In this case, things went very smooth. I pumped some milk before hand, and then was able to nurse right before I went under. They recommended that when I first came out of anesthesia, I “pump and dump”, but that I should be good to go right after that. While it was tricky nursing with the incisions, it was nice to have breastfeeding for when I was home alone a few days later; it let us both have some quiet time together!
So we made it to a year:
Pretty soon she was approaching a year, and my mom kept reminding me how the year mark was when you weaned, be it from bottle or breast. The thing was… I didn’t want to. Not just for the nutrition, but because it was something I whole-heartedly enjoyed doing. It was such a special time for her and I! Plus, it worked wonders for my early-walker’s booboos, and was a calming tool for her. She was (and still has traits of) a very serious baby; she’s a “worrier”, and tended to get stressed pretty easily.
So, she had her first birthday and I decided the following month to go to a La Leche League meeting in my village to find out how to wean. That morning we got up and went, and for quite a while were the only other people there besides the leader! After telling me about the group and giving me some info, she asked if I had any specific questions. The conversation pretty much went like this:
Me: I’d like some information on how to wean her. She’s a year old.

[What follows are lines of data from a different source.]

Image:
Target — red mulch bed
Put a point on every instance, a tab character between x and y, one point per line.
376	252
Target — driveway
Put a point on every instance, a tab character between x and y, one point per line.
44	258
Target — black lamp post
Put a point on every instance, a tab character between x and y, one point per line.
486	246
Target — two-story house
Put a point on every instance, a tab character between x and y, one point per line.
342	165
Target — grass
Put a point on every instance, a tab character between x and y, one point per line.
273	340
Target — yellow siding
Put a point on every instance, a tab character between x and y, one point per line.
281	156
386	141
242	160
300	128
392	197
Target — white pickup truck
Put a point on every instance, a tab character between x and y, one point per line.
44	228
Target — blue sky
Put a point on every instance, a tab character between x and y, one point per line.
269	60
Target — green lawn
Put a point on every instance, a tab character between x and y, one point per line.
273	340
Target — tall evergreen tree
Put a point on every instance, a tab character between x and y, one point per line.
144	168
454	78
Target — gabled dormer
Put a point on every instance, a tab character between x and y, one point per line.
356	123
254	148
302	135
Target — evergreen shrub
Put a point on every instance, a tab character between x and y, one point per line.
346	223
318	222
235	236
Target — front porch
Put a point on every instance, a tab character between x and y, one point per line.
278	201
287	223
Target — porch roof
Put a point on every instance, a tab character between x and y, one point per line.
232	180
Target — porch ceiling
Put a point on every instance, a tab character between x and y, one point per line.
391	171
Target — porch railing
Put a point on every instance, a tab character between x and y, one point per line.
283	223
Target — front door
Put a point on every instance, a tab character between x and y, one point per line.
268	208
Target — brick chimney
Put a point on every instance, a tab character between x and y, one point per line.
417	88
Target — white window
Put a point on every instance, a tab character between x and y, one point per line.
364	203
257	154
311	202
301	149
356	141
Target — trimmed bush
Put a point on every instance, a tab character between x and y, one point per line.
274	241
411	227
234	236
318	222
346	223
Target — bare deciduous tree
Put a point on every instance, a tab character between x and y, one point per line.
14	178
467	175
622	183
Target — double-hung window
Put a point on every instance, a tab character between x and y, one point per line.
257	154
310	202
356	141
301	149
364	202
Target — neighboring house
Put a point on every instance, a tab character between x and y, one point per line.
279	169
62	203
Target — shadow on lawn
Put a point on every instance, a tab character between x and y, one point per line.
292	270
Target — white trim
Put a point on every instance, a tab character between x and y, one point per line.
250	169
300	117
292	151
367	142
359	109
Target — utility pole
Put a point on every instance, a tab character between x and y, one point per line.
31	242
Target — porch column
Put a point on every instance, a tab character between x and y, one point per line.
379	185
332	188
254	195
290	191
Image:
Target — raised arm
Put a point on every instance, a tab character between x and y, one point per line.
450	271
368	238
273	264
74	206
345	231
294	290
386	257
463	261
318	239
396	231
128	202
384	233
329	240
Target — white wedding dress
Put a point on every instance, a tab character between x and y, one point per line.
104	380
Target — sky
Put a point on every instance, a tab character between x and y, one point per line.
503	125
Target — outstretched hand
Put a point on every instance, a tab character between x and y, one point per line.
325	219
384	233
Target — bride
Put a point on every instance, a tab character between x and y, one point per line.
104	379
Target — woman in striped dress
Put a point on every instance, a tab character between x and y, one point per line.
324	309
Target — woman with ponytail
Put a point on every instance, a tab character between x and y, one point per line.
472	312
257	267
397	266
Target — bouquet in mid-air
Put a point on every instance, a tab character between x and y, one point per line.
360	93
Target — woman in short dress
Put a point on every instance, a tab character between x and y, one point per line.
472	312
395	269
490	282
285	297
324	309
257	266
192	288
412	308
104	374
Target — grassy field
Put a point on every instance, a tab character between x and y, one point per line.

Leader: Sure, I can help you with that. Can I ask why you’ve decided to wean?
Me: Well, she just turned a year old. (Hadn’t I already said that?)
Leader: ….. OK…. Well, I have some information for you about how to wean… You know, there are actually some benefits to breastfeeding past a year….
So that was how I got the information I needed to wean my eldest daughter… about 19 months after that conversation… 🙂
Yes, that’s right! After a crazy start, my little girl weaned… while I was tandem nursing her and her sister… at about 32 months!